Jubal turned to Mahmoud. “But don’t worry that I might invite Mike to suicide. I’ve learned not to joke with him, not ever. I grok that he doesn’t grok joking.” Jubal blinked thoughtfully. “But I don’t grok ‘grok’—not really. Stinky, you speak Martian.”

“A little.”

“You speak it fluently, I heard you. Do you grok ‘grok’?”

Mahmoud looked very thoughtful. “No. Not really. ‘Grok’ is the most important word in the Martian language—and I expect to spend the next forty years trying to understand it and perhaps use some millions of printed words trying to explain it. But I don’t expect to be successful. You need to think in Martian to grok the word ‘grok.’ Which Mike does and I don’t. Perhaps you have noticed that Mike takes a rather veering approach to some of the simplest human ideas?”

“Have I! My throbbing head!”

“Mine, too.”

“Food,” announced Jubal. “Lunch, and about time, too. Girls, put it down where we can reach it and maintain a respectful silence. Go on talking, Doctor, if you will. Or does Mike’s presence make it better to postpone it?”

“Not at all.” Mahmoud spoke briefly in Martian to Mike. Mike answered him, smiled sunnily; his expression became blank again and he applied himself to food, quite content to be allowed to eat in silence. “I told him what I was trying to do and he told me that I would speak rightly; this was not his opinion but a simple statement of fact, a necessity. I hope that if I fail to, he will notice and tell me. But I doubt if he will. You see, Mike thinks in Martian—and this gives him an entirely different ‘map’ of the universe from that which you and I use. You follow me?”

“I grok it,” agreed Jubal. “Language itself shapes a man’s basic ideas.”

“Yes, but—Doctor, you speak Arabic, do you not?”

“Eh? I used to, badly, many years ago,” admitted Jubal. “Put in a while as a surgeon with the American Field Service, in Palestine. But I don’t now. I still read it a little… because I prefer to read the words of the Prophet in the original.”

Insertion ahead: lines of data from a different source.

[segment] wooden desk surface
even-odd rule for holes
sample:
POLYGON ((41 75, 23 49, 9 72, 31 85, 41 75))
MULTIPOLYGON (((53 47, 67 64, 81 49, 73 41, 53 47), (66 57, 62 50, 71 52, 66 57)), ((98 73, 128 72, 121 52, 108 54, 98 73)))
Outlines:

“Proper. Since the Koran cannot be translated—the ‘map’ changes on translation no matter how carefully one tries. You will understand, then, how difficult I found English. It was not alone that my native language has much simpler inflections and more limited tenses; the whole ‘map’ changed. English is the largest of the human tongues, with several times the vocabulary of the second largest language—this alone made it inevitable that English would eventually become, as it did, the lingua franca of this planet, for it is thereby the richest and the most flexible—despite its barbaric accretions… or, I should say, because of its barbaric accretions. English swallows up anything that comes its way, makes English out of it. Nobody tried to stop this process, the way some languages are policed and have official limits… probably because there never has been, truly, such a thing as ‘the King’s English’—for ‘the King’s English’ was French. English was in truth a bastard tongue and nobody cared how it grew… and it did!—enormously. Until no one could hope to be an educated man unless he did his best to embrace this monster.